There was another silence. She sipped something, probably coffee from the big white cup she had bought in Paris on our trip, to remind her of our room service breakfasts, especially their delicious, strong coffee.
“Can I say something?” she asked.
“Sure.”
“Your friend Joseph is jealous of you.”
I laughed—couldn’t stop myself in time.
“I’m serious,” she complained. “He’s not only jealous of you. He’s in love with you.”
I glanced at the clock. Although it was Saturday, we had a series of sessions scheduled, beginning in an hour and a half, with three children housed in temporary shelters. The family and juvenile courts had appointed us to evaluate them. The weekend, unfortunately, was the only time Diane and I could fit them
in. One was severely battered by a stepfather; another, a seven-year-old girl who had been raped and sodomized by her thirteen-year-old uncle; and the last was the abusive adolescent uncle, Albert, himself a victim in early childhood of his mother’s sadistic and incestuous behavior. (She would force Albert to perform cunnilingus and, after orgasm, burn him with cigarettes or whip him with an electric cord. Being subjected as a child to a combination of sex and violence, by the way, seems to be the background profile of serial killers. With Albert, especially, the implications of the kindling studies might be particularly meaningful.) Surely Diane understood that too much was at stake for me to care if Joseph’s motives were impure.
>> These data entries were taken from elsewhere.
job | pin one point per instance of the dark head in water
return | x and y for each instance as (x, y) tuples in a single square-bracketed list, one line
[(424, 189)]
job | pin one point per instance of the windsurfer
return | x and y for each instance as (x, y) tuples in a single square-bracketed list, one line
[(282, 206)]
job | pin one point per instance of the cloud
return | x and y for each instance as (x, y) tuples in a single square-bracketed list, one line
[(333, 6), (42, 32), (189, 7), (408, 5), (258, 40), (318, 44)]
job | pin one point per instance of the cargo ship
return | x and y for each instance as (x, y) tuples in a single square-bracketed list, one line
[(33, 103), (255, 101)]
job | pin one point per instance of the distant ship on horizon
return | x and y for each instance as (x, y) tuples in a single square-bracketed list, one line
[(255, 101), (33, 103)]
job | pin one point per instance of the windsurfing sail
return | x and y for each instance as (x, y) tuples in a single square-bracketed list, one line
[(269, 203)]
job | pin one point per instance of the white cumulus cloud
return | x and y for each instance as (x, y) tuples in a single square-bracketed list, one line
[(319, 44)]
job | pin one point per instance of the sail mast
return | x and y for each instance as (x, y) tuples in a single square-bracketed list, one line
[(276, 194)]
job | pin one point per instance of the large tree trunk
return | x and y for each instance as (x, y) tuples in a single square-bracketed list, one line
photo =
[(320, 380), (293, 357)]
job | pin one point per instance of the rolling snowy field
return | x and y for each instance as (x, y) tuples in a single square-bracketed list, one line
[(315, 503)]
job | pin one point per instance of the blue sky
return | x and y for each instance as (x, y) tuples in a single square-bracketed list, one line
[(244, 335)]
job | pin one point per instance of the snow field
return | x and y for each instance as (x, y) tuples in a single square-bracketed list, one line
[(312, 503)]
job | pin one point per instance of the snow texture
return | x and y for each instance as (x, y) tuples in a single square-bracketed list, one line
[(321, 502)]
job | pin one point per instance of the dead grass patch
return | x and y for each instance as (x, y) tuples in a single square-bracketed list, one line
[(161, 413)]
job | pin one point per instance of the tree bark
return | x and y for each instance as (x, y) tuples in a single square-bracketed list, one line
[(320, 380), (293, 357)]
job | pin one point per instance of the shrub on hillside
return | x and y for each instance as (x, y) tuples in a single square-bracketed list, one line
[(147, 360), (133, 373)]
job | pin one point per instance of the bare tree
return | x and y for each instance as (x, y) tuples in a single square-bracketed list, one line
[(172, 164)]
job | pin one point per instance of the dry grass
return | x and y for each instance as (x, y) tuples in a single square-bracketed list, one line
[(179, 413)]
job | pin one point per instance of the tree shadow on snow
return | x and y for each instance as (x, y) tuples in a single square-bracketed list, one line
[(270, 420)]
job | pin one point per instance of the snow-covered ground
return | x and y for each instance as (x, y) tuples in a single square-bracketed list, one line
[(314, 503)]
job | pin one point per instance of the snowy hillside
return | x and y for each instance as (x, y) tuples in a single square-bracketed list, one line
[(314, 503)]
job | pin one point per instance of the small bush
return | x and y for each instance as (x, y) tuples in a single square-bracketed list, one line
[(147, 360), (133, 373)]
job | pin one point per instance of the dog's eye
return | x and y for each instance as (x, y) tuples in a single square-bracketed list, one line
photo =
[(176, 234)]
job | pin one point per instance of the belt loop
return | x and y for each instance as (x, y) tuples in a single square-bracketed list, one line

Albert, the nascent serial killer, had been put on Ritalin for attention deficit disorder by the state hospital. The psychiatrist who ordered the medication had decided that a thirteen-year-old African-American, living in the South Bronx, who had never known a father, whose mother was a crack addict, who, from the age of five, had been used for sex and physically tortured by his mother, was suffering from a chemical imbalance rather than from his life. Ritalin is a much less specific drug than Prozac or other drugs Joseph was then developing. He had conceded publicly (as have most scientists) that, whatever Ritalin’s benefits to caretakers as a sedative for disruptive children, it is dangerous, both addictive and likely to cause brain damage if prescribed for long. Sure, it quiets upset children—it would quiet any child. Ritalin’s widespread use for the so-called illness of attention deficit disorder, or the even more specious “illness,” learning disorder, was my main concern in writing The Soft-Headed Animal, the book Joseph had never finished. My duty with this thirteen-year-old rapist—besides the legal question of his state of mind when he sodomized his niece—was to evaluate his care. Joseph’s arguments were not academic—to us or to our patients. He conceded that Ritalin was a poor choice; his point was that the severe trauma experienced by children altered their brain chemistry irrevocably and, no matter how skeptical I was, I couldn’t prove him wrong simply because no drug exists that truly helps.